Human trafficking is the movement of people by means such as force, fraud, coercion or deception, with the aim of exploiting them. It is a form of modern slavery.

Trafficking involves the transportation of people in the UK in order to exploit them by the use of force, violence, deception, intimidation or coercion. This exploitation includes commercial, sexual and bonded labour. Trafficked people have little choice in what happens to them and often suffer abuse due to violence and threats made against them or their families. In effect, they become commodities owned by traffickers, used for profit.

These three elements all form part of trafficking:

  • The act: recruiting, transportation, transfer, harbouring or receipt of persons
  • The means: force, fraud, coercion, deception
  • The purpose: exploitation

Human trafficking is a crime. It does not always involve international transportation. Victims include those transported around the UK into exploitative situations, those born into servitude, or those who escape a trafficker before being exploited. It also includes anyone who once consented to work for a trafficker or slave master or participated in a crime as a direct result of being enslaved.

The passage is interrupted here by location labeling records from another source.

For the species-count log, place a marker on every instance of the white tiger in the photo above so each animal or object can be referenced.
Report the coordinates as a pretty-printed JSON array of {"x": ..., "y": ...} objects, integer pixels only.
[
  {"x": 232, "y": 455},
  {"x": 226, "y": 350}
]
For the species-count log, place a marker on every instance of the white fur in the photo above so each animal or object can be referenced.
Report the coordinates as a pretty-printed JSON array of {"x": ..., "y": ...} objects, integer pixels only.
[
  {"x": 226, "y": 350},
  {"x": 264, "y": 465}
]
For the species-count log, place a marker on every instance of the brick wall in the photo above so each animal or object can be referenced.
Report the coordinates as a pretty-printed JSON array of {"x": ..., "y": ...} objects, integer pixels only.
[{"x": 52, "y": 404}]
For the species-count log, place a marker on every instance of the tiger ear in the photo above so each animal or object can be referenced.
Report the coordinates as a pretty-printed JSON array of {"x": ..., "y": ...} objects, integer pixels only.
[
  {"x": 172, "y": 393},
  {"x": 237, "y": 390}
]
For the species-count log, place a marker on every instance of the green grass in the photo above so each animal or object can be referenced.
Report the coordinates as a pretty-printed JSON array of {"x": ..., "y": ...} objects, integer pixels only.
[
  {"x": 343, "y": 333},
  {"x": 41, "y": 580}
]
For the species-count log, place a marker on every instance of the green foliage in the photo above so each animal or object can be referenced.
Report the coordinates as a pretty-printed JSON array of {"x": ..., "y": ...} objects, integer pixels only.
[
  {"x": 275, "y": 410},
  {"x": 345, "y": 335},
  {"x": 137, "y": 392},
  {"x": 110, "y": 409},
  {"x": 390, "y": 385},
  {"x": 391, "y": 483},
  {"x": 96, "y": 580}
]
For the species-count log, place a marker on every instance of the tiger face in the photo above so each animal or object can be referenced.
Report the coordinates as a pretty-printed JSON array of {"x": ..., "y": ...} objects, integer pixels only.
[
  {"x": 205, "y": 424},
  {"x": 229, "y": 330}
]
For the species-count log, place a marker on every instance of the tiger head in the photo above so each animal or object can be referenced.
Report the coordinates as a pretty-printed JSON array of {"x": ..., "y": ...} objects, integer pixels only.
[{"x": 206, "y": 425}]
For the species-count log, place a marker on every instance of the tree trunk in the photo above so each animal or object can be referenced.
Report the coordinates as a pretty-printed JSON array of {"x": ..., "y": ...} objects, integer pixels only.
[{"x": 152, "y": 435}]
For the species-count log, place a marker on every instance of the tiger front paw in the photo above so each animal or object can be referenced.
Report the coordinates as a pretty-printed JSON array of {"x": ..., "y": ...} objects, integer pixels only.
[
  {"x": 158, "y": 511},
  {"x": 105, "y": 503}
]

    • Sexual exploitation - this includes but is not limited to sexual exploitation and sexual abuse, forced prostitution and the abuse of children for the production of child abuse images/videos. In 2016, 25% of all reported potential trafficking victims in the UK were victims of sexual exploitation.
    • Domestic servitude - this involves a victim being forced to work in usually private households, usually performing domestic chores and childcare duties. Their freedom may be restricted and they may work long hours often for little or no pay, often sleeping where they work.
    • Forced labour - victims are forced to work long hours for little or no pay in poor conditions under verbal or physical threats of violence to them or their families. It occurs in various industries including construction, manufacturing, laying driveways, hospitality, food packaging, agriculture, maritime and beauty (nail bars). Often victims are housed together in one dwelling. In 2016, 84% of all reported forced labour victims were male.
    • Criminal exploitation - the exploitation of a person to commit a crime, such as pick-pocketing, shop-lifting, cannabis cultivation, drug trafficking and other similar activities that are subject to penalties and imply financial gain for the trafficker. The most prevalent subtype of labour exploitation reported is within the block paving and tarmacking industry.
    • Other forms of exploitation – organ removal; forced begging; forced benefit fraud; forced marriage and illegal adoption.